エッセイというものを書くのは初めてなので、何を書くべきなのかさっぱりわかりません。悩んだ結果、卒業論文のためにひたすらミステリ評論を読んだ成果として『十角館の殺人』のエラリイの如くミステリ談義から始めようか、それとも某省エネ主義の探偵のように文章に狂歌を仕込もうかと迷走し始めましたが、彼と同様に黒歴史になりそうなので止めました。我ながら英断だと思います。
……などと、更新が遅くなってしまった言い訳はここまでにします。遅くなってしまい大変申し訳ありませんでした。
そういえば合宿の時もこんな感じでしたね。思い出して少し懐かしくなってしまいました、というのはここだけの話でお願いします。
『未来の古典』の読書会に向けて
広島大学文学部人文学科4年
關琴乃
全ては主観性を失って、歴史的遠近法の彼方で古典になっていく。
いつの日か、現在の私たちも、未来の誰かの古典になるのだろう。
上の引用は、米澤穂信『氷菓』(KADOKAWA、2001年、140頁)より。愛蔵版〈古典部〉シリーズ『氷菓・愚者のエンドロール』の箱の内部にも書かれている、とても印象的な文章です。そしてここで注目したいのは「主観」という言葉。私は、卒業論文を書く中で「主観」というものについて悩むことが多々ありました。いえ、文学部に入ってからずっと悩んでいるように思います。「文学研究って何するの?」「文学って結局は主観でしょ?何の意味があるの?」……もちろんそれほど直接的な言葉ではありませんが、類似することを悪意なく言われる機会は少なくありません。

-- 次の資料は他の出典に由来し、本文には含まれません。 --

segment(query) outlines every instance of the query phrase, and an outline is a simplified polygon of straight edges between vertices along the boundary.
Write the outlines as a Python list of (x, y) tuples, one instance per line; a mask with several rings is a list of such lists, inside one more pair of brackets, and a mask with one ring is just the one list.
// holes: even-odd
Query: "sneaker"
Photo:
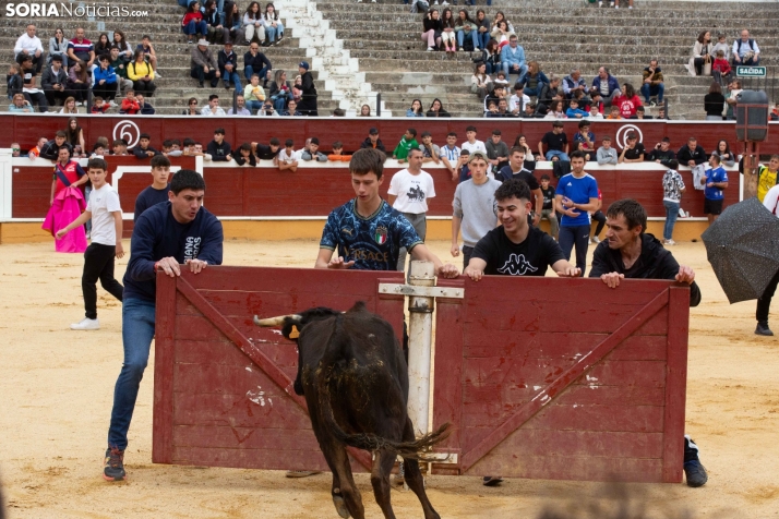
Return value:
[(500, 475), (486, 475), (484, 480), (481, 482), (484, 486), (498, 486), (503, 483), (503, 478)]
[(697, 488), (698, 486), (704, 486), (707, 481), (709, 481), (708, 474), (706, 474), (706, 468), (700, 464), (697, 459), (691, 459), (684, 462), (684, 475), (687, 478), (687, 486)]
[(70, 329), (100, 329), (100, 322), (97, 319), (84, 317), (84, 319), (80, 323), (73, 323), (72, 325), (70, 325)]
[(771, 329), (768, 327), (768, 322), (766, 321), (765, 323), (757, 323), (757, 327), (755, 328), (755, 335), (774, 337), (774, 331), (771, 331)]
[(287, 478), (308, 478), (309, 475), (316, 475), (321, 473), (321, 470), (288, 470), (285, 475)]
[(106, 460), (103, 463), (103, 479), (106, 481), (123, 481), (127, 479), (123, 450), (119, 450), (116, 447), (106, 449)]

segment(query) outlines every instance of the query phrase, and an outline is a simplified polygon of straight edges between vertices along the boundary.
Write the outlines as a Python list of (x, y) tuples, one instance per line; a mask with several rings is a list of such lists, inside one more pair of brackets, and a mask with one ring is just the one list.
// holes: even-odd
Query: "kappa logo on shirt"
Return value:
[(538, 267), (530, 265), (530, 262), (525, 258), (525, 254), (512, 254), (508, 256), (508, 261), (498, 269), (499, 273), (510, 276), (525, 276), (528, 271), (535, 273), (536, 270)]

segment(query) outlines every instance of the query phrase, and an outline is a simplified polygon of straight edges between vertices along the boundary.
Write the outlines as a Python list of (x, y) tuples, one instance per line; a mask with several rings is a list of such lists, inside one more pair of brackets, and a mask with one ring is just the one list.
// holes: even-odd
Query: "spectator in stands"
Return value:
[(444, 26), (439, 17), (439, 10), (430, 8), (428, 14), (422, 20), (422, 41), (428, 44), (428, 50), (441, 49), (441, 34)]
[(40, 43), (36, 33), (35, 24), (27, 24), (26, 32), (16, 39), (16, 44), (13, 46), (13, 57), (16, 63), (22, 64), (21, 58), (29, 56), (33, 60), (33, 65), (35, 65), (35, 71), (40, 73), (44, 65), (44, 45)]
[(362, 144), (360, 144), (360, 149), (363, 148), (374, 148), (387, 153), (386, 148), (384, 147), (384, 143), (382, 143), (382, 140), (379, 138), (379, 130), (376, 130), (375, 128), (371, 128), (368, 131), (368, 136), (364, 141), (362, 141)]
[(204, 39), (208, 34), (208, 24), (203, 20), (200, 2), (195, 1), (187, 8), (181, 19), (181, 32), (187, 35), (187, 43), (194, 44), (195, 38)]
[(649, 152), (647, 160), (652, 162), (661, 164), (667, 168), (670, 168), (671, 160), (676, 159), (676, 154), (671, 149), (671, 140), (668, 137), (662, 137), (662, 141), (655, 145), (655, 148)]
[(622, 85), (622, 95), (614, 98), (613, 105), (620, 108), (620, 116), (628, 119), (636, 114), (636, 108), (642, 106), (642, 100), (636, 95), (635, 88), (630, 83)]
[(422, 101), (415, 99), (411, 101), (411, 108), (406, 110), (406, 117), (424, 117), (424, 111), (422, 110)]
[(211, 159), (215, 162), (229, 162), (232, 160), (232, 147), (230, 147), (230, 143), (225, 141), (224, 128), (214, 130), (214, 140), (208, 143), (205, 153), (211, 155)]
[(634, 132), (627, 134), (625, 147), (620, 154), (619, 162), (643, 162), (644, 161), (644, 144), (638, 142), (638, 135)]
[(698, 39), (695, 41), (695, 45), (693, 45), (693, 57), (690, 58), (690, 63), (687, 64), (687, 71), (690, 71), (691, 75), (703, 74), (704, 64), (712, 61), (710, 52), (711, 33), (703, 31), (698, 35)]
[(262, 13), (257, 2), (251, 2), (247, 8), (247, 12), (243, 13), (243, 34), (245, 36), (244, 45), (250, 45), (256, 37), (257, 44), (267, 47), (265, 26), (262, 23)]
[(722, 87), (719, 83), (714, 82), (709, 86), (709, 93), (704, 96), (704, 109), (706, 110), (707, 121), (721, 121), (722, 107), (724, 106), (724, 96)]
[(252, 74), (257, 74), (263, 82), (263, 86), (267, 84), (267, 73), (273, 70), (271, 60), (264, 53), (260, 52), (260, 44), (252, 43), (249, 46), (249, 51), (243, 55), (243, 75), (247, 80), (251, 80)]
[[(108, 37), (106, 36), (106, 39)], [(95, 86), (92, 88), (94, 95), (100, 96), (107, 101), (113, 101), (117, 96), (117, 73), (109, 64), (110, 57), (108, 55), (101, 55), (98, 59), (99, 68), (95, 69), (93, 74), (95, 79)]]
[(215, 88), (221, 74), (214, 55), (208, 49), (208, 41), (204, 38), (197, 40), (197, 46), (192, 47), (190, 57), (190, 76), (197, 80), (201, 88), (204, 87), (205, 80), (208, 80), (211, 87)]
[(610, 107), (613, 99), (622, 93), (620, 90), (620, 82), (616, 81), (616, 77), (611, 75), (611, 71), (609, 71), (608, 67), (601, 67), (598, 69), (598, 75), (595, 76), (595, 80), (592, 80), (590, 96), (592, 96), (596, 92), (600, 94), (603, 100), (603, 106), (606, 107)]
[(314, 76), (309, 72), (309, 62), (301, 61), (298, 65), (298, 72), (300, 72), (302, 85), (300, 88), (302, 97), (300, 98), (298, 110), (303, 116), (316, 117), (319, 116), (316, 110), (316, 86), (314, 85)]
[(37, 105), (39, 112), (49, 111), (49, 104), (46, 101), (46, 96), (44, 90), (36, 86), (36, 75), (35, 67), (33, 65), (33, 57), (29, 55), (22, 55), (22, 79), (24, 80), (23, 94), (24, 97), (29, 101), (31, 105)]
[(265, 34), (267, 35), (267, 43), (272, 46), (278, 45), (284, 39), (284, 24), (278, 17), (278, 11), (273, 2), (267, 2), (265, 4), (265, 14), (262, 19), (263, 27), (265, 27)]
[(119, 113), (127, 113), (133, 116), (137, 113), (139, 110), (141, 110), (141, 106), (135, 99), (135, 90), (130, 88), (124, 94), (124, 99), (122, 99), (122, 104), (119, 106)]
[[(230, 89), (230, 83), (237, 90), (242, 90), (241, 76), (238, 74), (238, 55), (232, 51), (232, 43), (225, 44), (225, 48), (217, 55), (217, 64), (221, 81), (225, 82), (225, 89)], [(264, 99), (263, 99), (264, 100)]]
[(690, 166), (691, 168), (706, 162), (706, 150), (703, 146), (698, 145), (698, 140), (695, 137), (690, 137), (687, 140), (687, 144), (682, 146), (679, 152), (676, 152), (676, 159), (679, 160), (679, 164)]
[(68, 73), (62, 70), (62, 57), (55, 55), (51, 58), (51, 67), (44, 71), (40, 76), (40, 86), (49, 106), (56, 106), (57, 101), (64, 101), (70, 92), (65, 90), (68, 85)]
[(119, 55), (125, 63), (132, 61), (132, 47), (130, 47), (130, 44), (128, 44), (127, 39), (124, 38), (124, 33), (122, 33), (121, 31), (113, 32), (113, 47), (119, 49)]
[(92, 74), (92, 64), (95, 62), (95, 46), (84, 37), (84, 29), (75, 29), (75, 38), (68, 43), (68, 62), (81, 63), (87, 74)]
[[(543, 153), (543, 145), (547, 145), (547, 153)], [(552, 123), (552, 131), (547, 132), (541, 142), (538, 143), (538, 154), (541, 157), (546, 157), (547, 160), (566, 160), (568, 158), (568, 137), (563, 132), (563, 123), (560, 121), (554, 121)], [(570, 253), (570, 251), (568, 251)]]
[(154, 83), (154, 70), (140, 49), (135, 50), (135, 60), (128, 65), (128, 79), (132, 81), (136, 94), (154, 96), (154, 90), (157, 88)]
[(733, 152), (730, 150), (730, 145), (728, 144), (728, 141), (720, 141), (717, 143), (717, 149), (711, 152), (711, 155), (717, 155), (719, 157), (719, 161), (722, 166), (727, 166), (729, 168), (735, 166), (735, 155), (733, 155)]
[(478, 24), (470, 17), (468, 11), (460, 9), (455, 20), (455, 33), (457, 34), (457, 48), (465, 50), (465, 38), (468, 37), (472, 41), (474, 49), (479, 48), (479, 32)]
[(441, 41), (444, 44), (444, 50), (446, 52), (457, 51), (457, 32), (455, 31), (455, 17), (452, 14), (452, 10), (450, 8), (444, 9), (441, 14)]
[(60, 57), (60, 63), (67, 70), (68, 69), (68, 40), (64, 39), (64, 31), (57, 27), (55, 29), (55, 35), (49, 38), (49, 56), (46, 58), (50, 63), (55, 56)]
[(287, 81), (287, 73), (285, 71), (276, 71), (274, 81), (271, 82), (269, 98), (277, 112), (283, 111), (287, 105), (287, 100), (292, 98), (292, 85)]
[(35, 112), (35, 107), (24, 98), (23, 94), (14, 94), (11, 105), (8, 107), (8, 111), (13, 113), (33, 113)]
[(208, 105), (201, 110), (201, 116), (225, 116), (225, 110), (219, 106), (219, 96), (212, 94), (208, 96)]
[(525, 64), (525, 49), (517, 44), (517, 36), (512, 34), (508, 37), (508, 45), (501, 50), (501, 64), (503, 72), (508, 80), (511, 74), (517, 74), (517, 83), (523, 83), (525, 74), (527, 74), (527, 65)]
[(111, 50), (111, 43), (108, 41), (108, 33), (100, 33), (97, 37), (97, 43), (95, 44), (95, 56), (99, 58), (103, 55), (107, 55)]
[(750, 32), (743, 29), (741, 39), (733, 41), (733, 65), (757, 65), (760, 62), (760, 49), (757, 41), (750, 38)]
[(146, 102), (146, 99), (143, 97), (143, 94), (136, 94), (135, 100), (137, 101), (137, 106), (139, 106), (137, 112), (141, 116), (154, 116), (156, 110), (154, 109), (154, 107), (152, 105)]
[[(598, 79), (600, 79), (600, 76)], [(592, 84), (595, 85), (595, 81)], [(600, 89), (600, 86), (598, 89)], [(587, 92), (587, 83), (585, 83), (584, 77), (582, 77), (582, 71), (579, 69), (572, 70), (571, 74), (563, 77), (563, 93), (565, 97), (571, 99), (575, 92)]]
[[(662, 82), (662, 69), (658, 67), (657, 59), (650, 60), (649, 67), (644, 69), (644, 84), (642, 85), (644, 100), (647, 105), (652, 107), (661, 105), (664, 92), (666, 85)], [(649, 98), (654, 96), (657, 96), (657, 104), (649, 100)]]

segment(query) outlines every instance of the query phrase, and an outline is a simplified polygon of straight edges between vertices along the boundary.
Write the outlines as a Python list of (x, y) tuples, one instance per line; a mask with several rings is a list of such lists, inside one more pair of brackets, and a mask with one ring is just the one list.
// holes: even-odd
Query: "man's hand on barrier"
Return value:
[(693, 281), (695, 281), (695, 270), (693, 270), (693, 267), (680, 265), (679, 274), (676, 274), (676, 281), (692, 285)]
[(600, 277), (601, 281), (603, 281), (606, 285), (609, 286), (609, 288), (616, 288), (620, 286), (620, 281), (625, 279), (624, 274), (620, 273), (609, 273), (609, 274), (603, 274)]

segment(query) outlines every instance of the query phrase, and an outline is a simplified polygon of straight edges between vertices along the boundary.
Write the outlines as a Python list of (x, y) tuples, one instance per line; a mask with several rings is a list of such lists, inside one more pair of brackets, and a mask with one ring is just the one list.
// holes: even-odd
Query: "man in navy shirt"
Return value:
[(584, 153), (571, 154), (571, 173), (558, 182), (554, 202), (558, 212), (563, 214), (560, 222), (560, 246), (565, 258), (571, 258), (571, 251), (576, 245), (576, 266), (584, 276), (587, 268), (587, 245), (589, 243), (590, 220), (588, 212), (598, 210), (598, 182), (584, 170)]
[[(432, 262), (435, 275), (457, 277), (459, 270), (444, 265), (422, 243), (414, 226), (379, 195), (386, 155), (363, 148), (349, 161), (351, 186), (357, 197), (334, 209), (327, 217), (315, 268), (397, 270), (400, 248), (414, 260)], [(333, 257), (333, 252), (338, 253)]]
[(194, 274), (207, 265), (221, 264), (221, 224), (203, 208), (204, 194), (203, 177), (182, 169), (170, 183), (169, 202), (148, 208), (135, 222), (123, 280), (124, 363), (113, 390), (103, 471), (106, 481), (121, 481), (125, 476), (128, 430), (154, 338), (157, 273), (176, 277), (181, 275), (181, 264)]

私の好きな本格ミステリというジャンルにおいても、客観性と論理性はとても重要です。なんといったって諸説ある定義の中で共通するのは「謎とその論理的解明」ですから。ですが生きている人間が謎を生み出す以上、結局は感情や主観が混ざることになり、それが謎を解く手がかりとなっていきます。「ミステリでは人間を描けない」とよく言われますが、私がミステリを好きな理由の一つは、そうしたミステリの論理から零れ落ちてしまったものこそにあります。誰のどんな思いから謎が生まれたのか、謎という非日常を前にした時にそのひとは何を思うのか、どう行動するのか、そして謎を解いた時に明らかになる人間味が──それが綺麗なものであっても醜いものであっても──とても好きなのです。そのひとの本質に僅かでも近づけることが面白い。小さい頃からそう感じながら本を読んでいるので、もしかしたらただ単純に人間といういきものが好きなだけなのかもしれません。
とにかくここで言いたいのは、客観性や論理性が重視される世の中でも、結局生きていく上では主観を無視することは不可能であり、かつ、主観的なものにも価値があるはずだということです。少なくとも私はそう思いたい。そして歴史的遠近法の彼方で失われた誰かの主観の跡地が古典であり文学なら、文学を学ぶことは人間を学ぶことに繋がるのだと思っています。
そんなことを考えていると、ふと、この現代文学研究会もまた「誰かの古典」であり「未来の古典」なのかもしれない、と思いました。在籍していた学生の主観性が卒業により失われてしまっても、現代文学研究会という古典の中には確かに何かが残されている。そうして先輩方から脈々と受け継がれてきたこの研究会にまた誰かが加わり、新しい変化、新たな解釈を与え、そして再び次の代へと繋がっていく。私がこのブログで「儚い羊たちの祝宴」の読書会の様子を知り広島大学に興味を持ったのも、きっとその流れの中にあります。この研究会そのものが一つの物語であり古典であり、私たちは大学生活という名の文学研究をしていた、というのは、いささかロマンチシズムがすぎるでしょうか?
……とまあ『さよなら妖精』風に格好つけてみましたが、もしそうなら、楽しみに思います。だって物語は一人で読んでも面白いですが、皆で意見を交わす読書会はもっと面白いので。皆さんにとって研究会で過ごした時間がどんなものだったのか、今はどう思っているのか、またいつかお聞きできたら嬉しいです。というわけで、来たる『未来の古典』の読書会の日まで、私もなんとか頑張っていこうと思います。
最後になりましたが、有元先生、先輩方、四年生のみんな、そして後輩の皆さん、今までありがとうございました。とても楽しい研究会だったので寂しいですが、寂しいと思えることが、どこか嬉しくもあります。